O chefe da Divisão de Investigações sobre Crimes contra o Patrimônio (Deic) da Polícia Civil de São Paulo, Clemente Calvo Castilhone Junior, revelou um retrato preocupante sobre a profissionalização do crime como resultado da impunidade.
Oito em cada 10 brasileiros tremem ao ver uma motocicleta se aproximar
Segundo o delegado, a impunidade tem contribuído para o aumento do latrocínio, transformando o crime em profissão.
O quadro já é realidade em São Paulo e reflete desafios semelhantes no Rio de Janeiro.
Quadrilhas organizadas, redes de logística sofisticadas, violência e reincidência criminal são elementos centrais desse cenário que afeta a segurança pública dos estados, onde
Criminosos encaram o roubo como “ofício”
De acordo com Castilhone Junior, muitos criminosos, incluindo jovens e menores de idade, passaram a tratar o roubo como uma profissão.
“Ele sai de manhã, vai praticar roubo e volta para almoçar no meio da tarde”, explicou o delegado.
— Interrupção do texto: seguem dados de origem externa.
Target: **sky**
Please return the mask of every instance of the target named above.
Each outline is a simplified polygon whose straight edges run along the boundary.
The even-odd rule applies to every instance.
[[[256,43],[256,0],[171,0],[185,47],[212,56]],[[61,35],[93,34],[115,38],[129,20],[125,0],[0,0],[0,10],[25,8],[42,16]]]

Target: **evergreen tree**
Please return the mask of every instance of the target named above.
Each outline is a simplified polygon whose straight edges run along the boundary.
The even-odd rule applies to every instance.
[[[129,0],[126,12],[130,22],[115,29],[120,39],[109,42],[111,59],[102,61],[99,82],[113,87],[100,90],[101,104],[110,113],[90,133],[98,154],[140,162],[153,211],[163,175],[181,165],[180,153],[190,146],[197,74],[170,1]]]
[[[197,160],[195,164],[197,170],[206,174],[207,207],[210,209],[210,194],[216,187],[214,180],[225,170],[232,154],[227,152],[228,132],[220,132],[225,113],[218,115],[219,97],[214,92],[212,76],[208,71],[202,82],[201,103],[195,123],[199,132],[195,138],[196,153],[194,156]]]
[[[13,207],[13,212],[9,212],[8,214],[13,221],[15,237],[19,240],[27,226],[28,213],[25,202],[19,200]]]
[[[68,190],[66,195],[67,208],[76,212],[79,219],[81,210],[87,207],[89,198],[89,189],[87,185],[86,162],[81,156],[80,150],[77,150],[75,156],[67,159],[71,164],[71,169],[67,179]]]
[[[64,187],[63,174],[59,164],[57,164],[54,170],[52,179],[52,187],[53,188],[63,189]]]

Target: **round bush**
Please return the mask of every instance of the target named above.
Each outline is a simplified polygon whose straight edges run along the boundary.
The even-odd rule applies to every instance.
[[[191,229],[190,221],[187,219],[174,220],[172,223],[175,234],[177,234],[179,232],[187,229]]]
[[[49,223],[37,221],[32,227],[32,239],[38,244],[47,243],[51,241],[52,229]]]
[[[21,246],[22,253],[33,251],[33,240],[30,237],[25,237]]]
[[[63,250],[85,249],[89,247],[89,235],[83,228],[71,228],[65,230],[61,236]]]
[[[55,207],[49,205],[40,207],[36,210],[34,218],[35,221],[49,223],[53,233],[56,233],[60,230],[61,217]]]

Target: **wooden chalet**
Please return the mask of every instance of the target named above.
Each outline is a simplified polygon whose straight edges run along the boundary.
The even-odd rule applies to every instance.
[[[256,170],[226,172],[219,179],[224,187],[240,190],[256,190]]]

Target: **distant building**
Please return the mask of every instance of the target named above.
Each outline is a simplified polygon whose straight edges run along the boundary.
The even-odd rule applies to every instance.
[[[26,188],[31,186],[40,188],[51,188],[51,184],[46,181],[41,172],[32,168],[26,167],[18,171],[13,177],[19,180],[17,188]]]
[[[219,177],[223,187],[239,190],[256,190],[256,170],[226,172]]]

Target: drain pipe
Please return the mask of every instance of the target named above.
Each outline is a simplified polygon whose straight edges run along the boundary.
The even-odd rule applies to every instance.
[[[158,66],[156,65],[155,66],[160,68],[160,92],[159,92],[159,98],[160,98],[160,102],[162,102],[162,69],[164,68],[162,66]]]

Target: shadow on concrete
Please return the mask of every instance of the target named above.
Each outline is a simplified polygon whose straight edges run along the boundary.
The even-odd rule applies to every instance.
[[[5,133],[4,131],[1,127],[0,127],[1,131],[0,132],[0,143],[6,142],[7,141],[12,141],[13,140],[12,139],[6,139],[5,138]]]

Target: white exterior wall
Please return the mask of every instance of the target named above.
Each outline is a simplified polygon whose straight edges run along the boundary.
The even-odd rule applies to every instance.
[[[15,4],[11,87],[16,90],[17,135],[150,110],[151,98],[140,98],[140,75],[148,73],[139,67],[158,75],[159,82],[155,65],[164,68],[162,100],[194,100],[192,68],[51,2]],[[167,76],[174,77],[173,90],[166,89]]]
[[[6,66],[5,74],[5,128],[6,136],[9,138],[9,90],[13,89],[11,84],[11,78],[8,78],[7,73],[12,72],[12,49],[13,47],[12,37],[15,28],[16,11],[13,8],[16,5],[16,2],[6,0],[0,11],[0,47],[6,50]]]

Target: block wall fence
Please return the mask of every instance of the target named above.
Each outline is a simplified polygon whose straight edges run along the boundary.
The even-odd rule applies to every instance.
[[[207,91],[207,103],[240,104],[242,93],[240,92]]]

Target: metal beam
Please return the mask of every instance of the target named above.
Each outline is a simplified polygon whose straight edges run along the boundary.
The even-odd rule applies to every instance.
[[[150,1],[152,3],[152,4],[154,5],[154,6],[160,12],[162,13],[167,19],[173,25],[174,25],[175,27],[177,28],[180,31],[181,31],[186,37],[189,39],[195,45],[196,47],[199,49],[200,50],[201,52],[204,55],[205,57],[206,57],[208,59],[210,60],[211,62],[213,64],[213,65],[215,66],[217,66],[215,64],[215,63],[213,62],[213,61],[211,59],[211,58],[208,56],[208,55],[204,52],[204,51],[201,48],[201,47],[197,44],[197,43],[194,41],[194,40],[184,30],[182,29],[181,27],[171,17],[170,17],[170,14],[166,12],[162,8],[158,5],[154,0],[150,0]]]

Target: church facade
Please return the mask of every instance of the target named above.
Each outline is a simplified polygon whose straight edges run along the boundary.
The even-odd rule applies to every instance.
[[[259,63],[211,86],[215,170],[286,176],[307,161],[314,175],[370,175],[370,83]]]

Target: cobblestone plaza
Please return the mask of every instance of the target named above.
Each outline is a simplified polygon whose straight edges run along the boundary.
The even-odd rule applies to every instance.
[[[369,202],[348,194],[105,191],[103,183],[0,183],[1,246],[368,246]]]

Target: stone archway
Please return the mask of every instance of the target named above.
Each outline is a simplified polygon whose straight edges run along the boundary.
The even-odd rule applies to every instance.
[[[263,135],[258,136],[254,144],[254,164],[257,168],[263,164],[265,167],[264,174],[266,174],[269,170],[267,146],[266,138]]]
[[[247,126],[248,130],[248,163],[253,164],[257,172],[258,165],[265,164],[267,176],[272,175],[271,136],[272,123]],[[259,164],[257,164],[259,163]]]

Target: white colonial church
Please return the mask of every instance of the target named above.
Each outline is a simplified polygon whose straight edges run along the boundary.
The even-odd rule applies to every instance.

Essa postura é acompanhada de uma crescente agressividade nas abordagens.
Casos como o do ciclista Vitor Medrado, baleado sem reagir, e do arquiteto Jefferson Dias, assassinado após tentar intervir em um assalto, ilustram a brutalidade crescente.
Em um desses episódios, o criminoso afirmou ter atirado por pensar que a vítima era policial, mostrando como a violência se tornou uma resposta “mecânica” e corriqueira.
Brechas na legislação penal estimulam reincidência
A reincidência criminal é um dos maiores desafios.
Muitos criminosos possuem inúmeras passagens pela polícia, acumulando 10, 15 ou mais casos de roubo antes de voltarem às ruas.
Segundo o delegado, dispositivos legais que permitem a progressão de regime e outros benefícios para criminosos violentos enfraquecem o efeito dissuasório das penas.
“A simples ideia de que podem voltar às ruas em pouco tempo, mesmo após tirar uma vida, compromete a segurança pública e a confiança da sociedade na Justiça”, argumentou.
Duplas de moto vêm sendo substituídas
Para evitar suspeitas, as quadrilhas têm adaptado sua atuação.
Antigamente comuns, as duplas de moto vêm sendo substituídas por criminosos que agem sozinhos ou em grupos maiores, com funções bem definidas.
Além disso, as quadrilhas passaram a compartilhar armas e outros recursos, mostrando uma interdependência dentro da cadeia criminosa.
Em São Paulo, o acesso às armas de fogo permanece uma preocupação, com rotas de contrabando garantindo que um único revólver calibre .38, por exemplo, seja utilizado em diversos crimes por diferentes quadrilhas.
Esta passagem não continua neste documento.